= New Life Version =

English Bible translation

The New Life Version (NLV) of the Bible is a simplified English translation by Gleason and Kathryn Ledyard.

==History==
The translation was born out of the Ledyards' missionary work in the Canadian Arctic to First Nations populations, who did not always speak English fluently. The NLV uses a limited vocabulary of about 850 words, not including proper names. This was done to make the text easier to read and understand, a goal that the Ledyards felt was not adequately met by existing English translations of the Bible.

The NLV uses gender-specific language and uses no contractions. Confusing wording is avoided. Weights and measures are worded so that anyone can understand them; For example, Noah's ark is described as being: "...as long as 150 long steps, as wide as twenty-five long steps, and eight times taller than a man."

The translation of the New Testament was completed in 1969, and the complete NLV Bible with Old and New Testaments was first published in 1986.

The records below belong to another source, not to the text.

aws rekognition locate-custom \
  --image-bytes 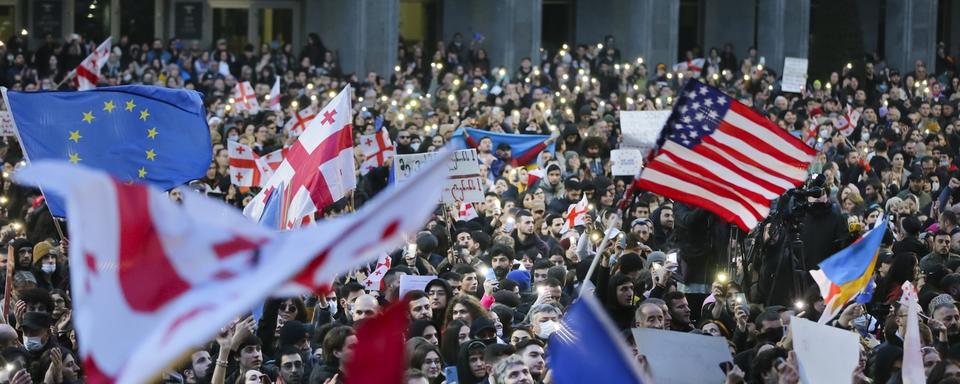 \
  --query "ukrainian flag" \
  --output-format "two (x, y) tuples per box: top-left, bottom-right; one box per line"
(810, 220), (887, 324)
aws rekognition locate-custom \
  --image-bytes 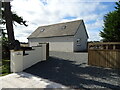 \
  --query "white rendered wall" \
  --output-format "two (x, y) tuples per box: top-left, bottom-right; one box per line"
(28, 36), (74, 52)
(10, 44), (47, 72)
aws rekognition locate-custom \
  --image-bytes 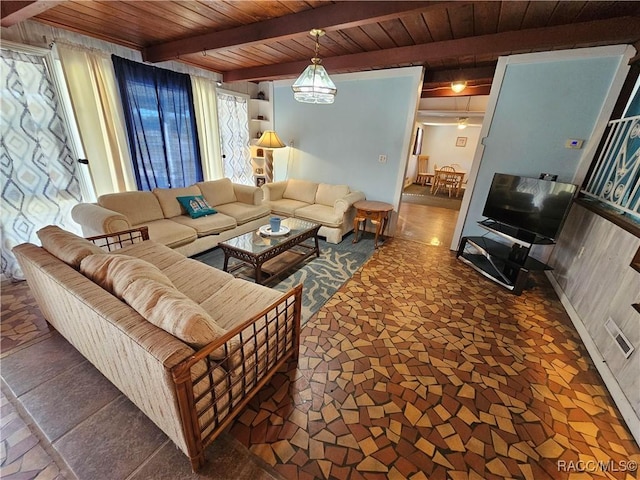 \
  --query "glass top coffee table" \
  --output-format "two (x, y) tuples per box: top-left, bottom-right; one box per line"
(218, 218), (320, 283)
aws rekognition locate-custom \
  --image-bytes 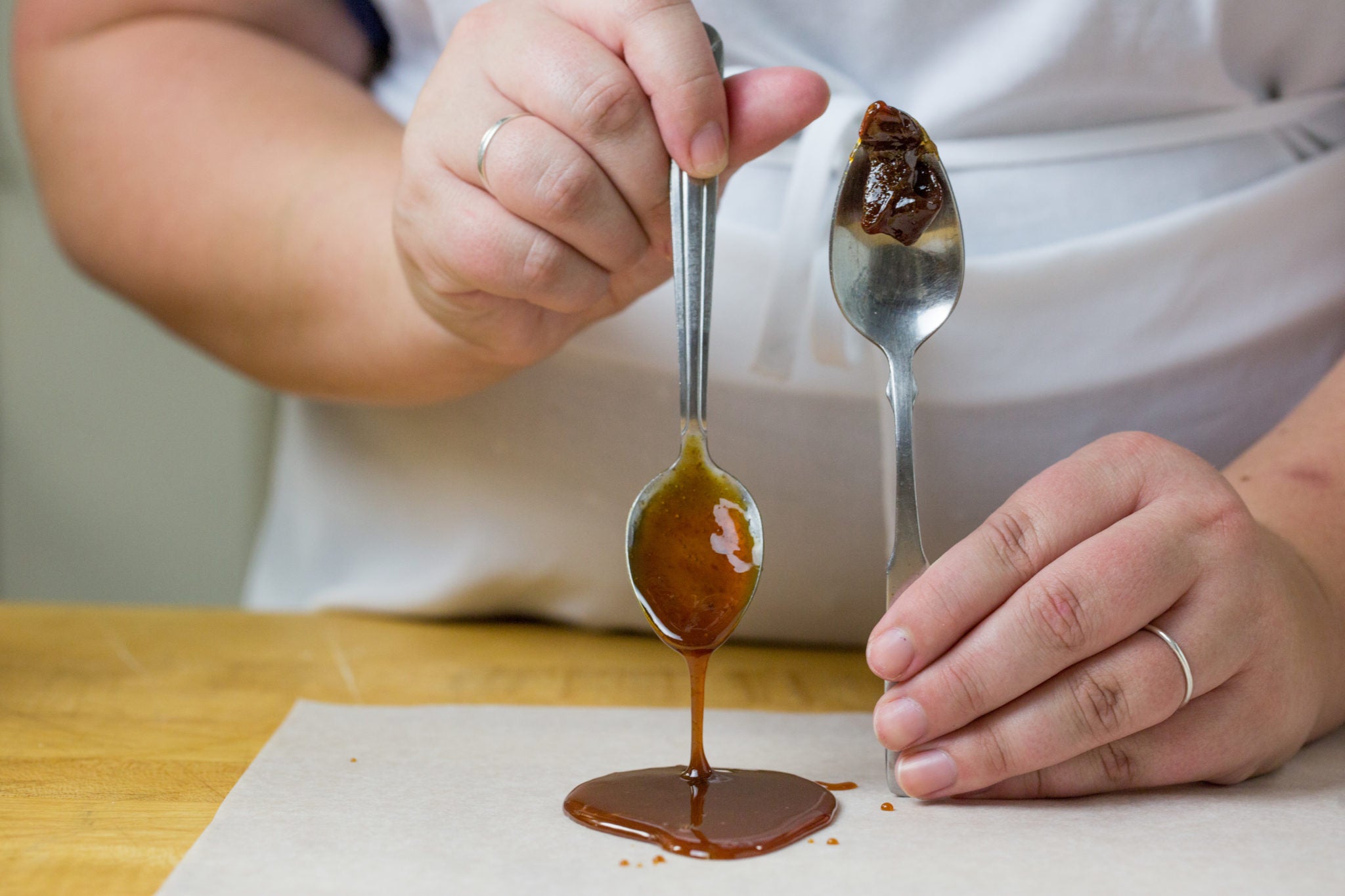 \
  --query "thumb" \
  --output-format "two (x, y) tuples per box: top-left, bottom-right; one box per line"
(724, 67), (831, 173)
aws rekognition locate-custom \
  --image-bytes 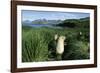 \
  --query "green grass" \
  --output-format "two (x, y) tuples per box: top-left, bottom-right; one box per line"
(22, 26), (89, 62)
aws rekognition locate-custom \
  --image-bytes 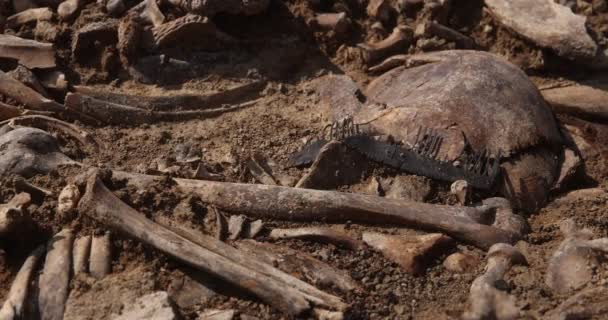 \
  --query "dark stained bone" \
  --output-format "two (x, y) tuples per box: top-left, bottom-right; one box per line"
(74, 81), (266, 111)
(79, 172), (344, 315)
(462, 243), (527, 320)
(164, 0), (270, 17)
(38, 229), (74, 320)
(237, 240), (358, 292)
(0, 246), (44, 320)
(269, 227), (363, 250)
(114, 171), (519, 248)
(65, 93), (258, 125)
(0, 34), (56, 68)
(6, 7), (53, 29)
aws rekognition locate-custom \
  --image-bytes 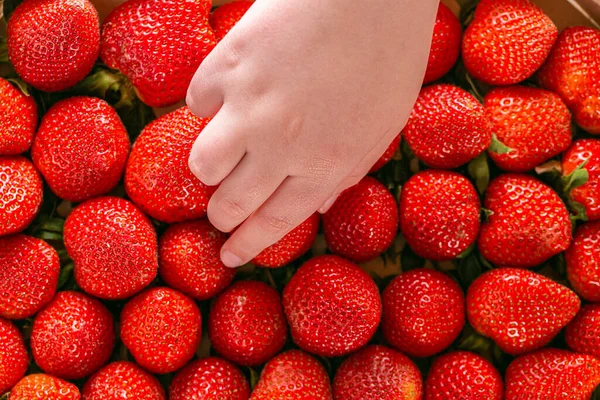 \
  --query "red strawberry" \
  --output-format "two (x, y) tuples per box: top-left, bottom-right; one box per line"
(31, 291), (115, 379)
(425, 351), (504, 400)
(250, 350), (333, 400)
(0, 235), (60, 319)
(565, 221), (600, 302)
(467, 268), (580, 354)
(8, 374), (81, 400)
(323, 176), (398, 262)
(31, 97), (130, 202)
(209, 0), (254, 42)
(400, 170), (481, 261)
(505, 348), (600, 400)
(0, 318), (29, 396)
(478, 174), (572, 268)
(0, 78), (38, 156)
(208, 281), (287, 366)
(423, 3), (462, 83)
(462, 0), (558, 85)
(333, 346), (423, 400)
(7, 0), (100, 92)
(125, 106), (215, 223)
(283, 255), (381, 357)
(538, 26), (600, 134)
(402, 85), (492, 169)
(484, 86), (571, 172)
(382, 268), (465, 357)
(121, 287), (202, 374)
(159, 220), (235, 300)
(82, 361), (166, 400)
(169, 357), (250, 400)
(101, 0), (216, 107)
(0, 156), (43, 236)
(64, 197), (158, 300)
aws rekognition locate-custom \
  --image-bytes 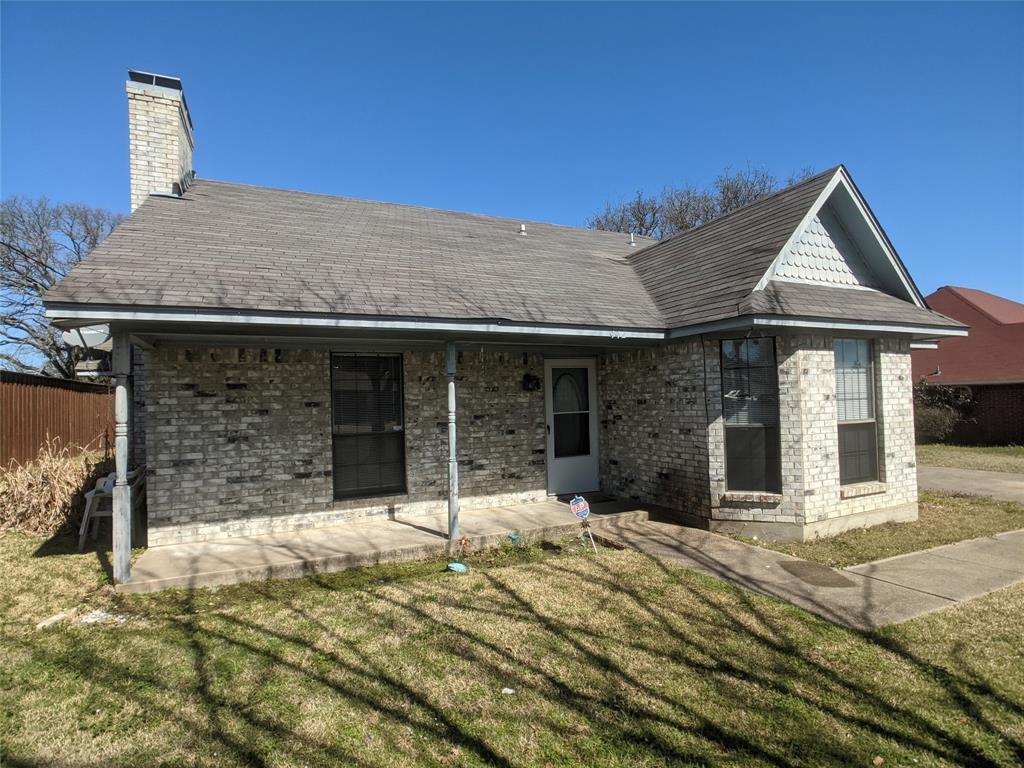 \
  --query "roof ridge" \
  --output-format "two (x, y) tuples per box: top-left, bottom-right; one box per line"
(629, 163), (844, 258)
(188, 176), (659, 247)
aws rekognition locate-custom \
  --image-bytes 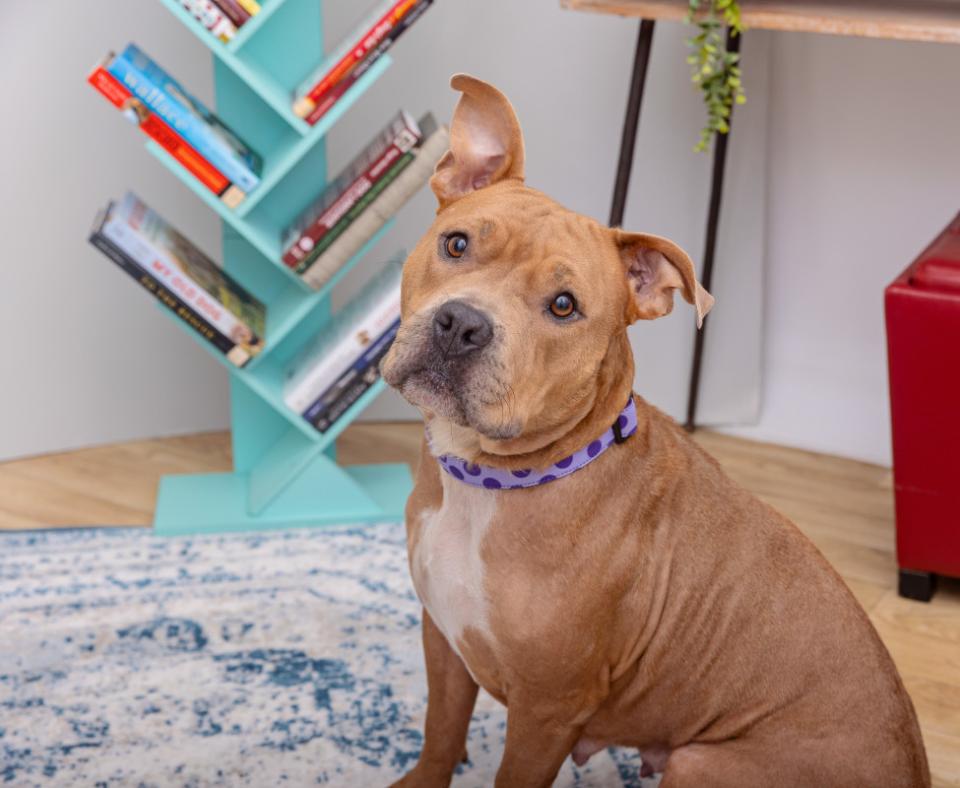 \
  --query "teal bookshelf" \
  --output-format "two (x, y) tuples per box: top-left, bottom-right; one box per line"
(120, 0), (412, 535)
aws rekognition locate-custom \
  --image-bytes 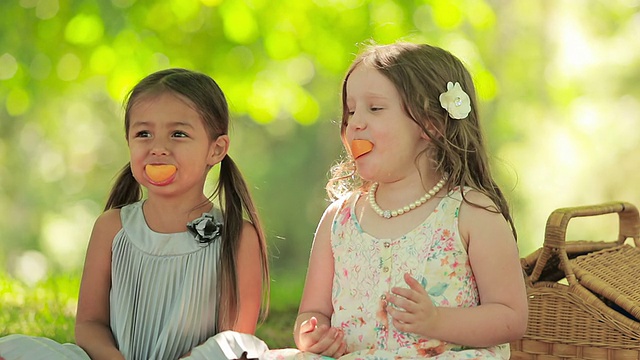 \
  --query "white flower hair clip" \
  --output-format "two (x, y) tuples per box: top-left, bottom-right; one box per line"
(440, 81), (471, 120)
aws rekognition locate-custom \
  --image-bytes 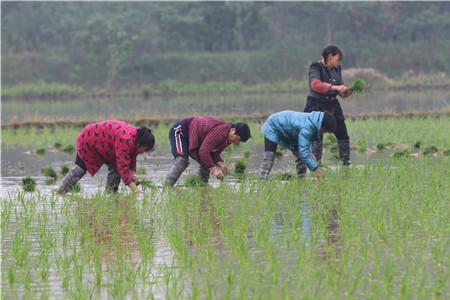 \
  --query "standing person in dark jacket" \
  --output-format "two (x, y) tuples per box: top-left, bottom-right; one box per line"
(166, 116), (251, 186)
(303, 46), (352, 172)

The NLV Bible is published by Christian Literature International. It can be accessed online.

== Examples for comparison ==
King James Version of John 3:16-17 : "For God so loved the world that he gave his only begotten Son that whosoever believeth in him should not perish but have everlasting life. For God sent not his Son into the world to condemn the world; but that the world through him might be saved."

New Life Version of John 3:16-17 : "For God so loved the world that He gave His only Son. Whoever puts his trust in God's Son will not be lost but will have life that lasts forever. For God did not send His Son into the world to say it is guilty. He sent His Son so the world might be saved from the punishment of sin by Him."

King James Version of Genesis 1:1-3 : "In the beginning God created the heaven and the earth. And the earth was without form, and void; and darkness was upon the face of the deep. And the Spirit of God moved upon the face of the waters. And God said, Let there be light: and there was light."

New Life Version of Genesis 1:1-3 : "In the beginning God made from nothing the heavens and the earth. The earth was an empty waste and darkness was over the deep waters. And the Spirit of God was moving over the top of the waters. Then God said, “Let there be light,” and there was light."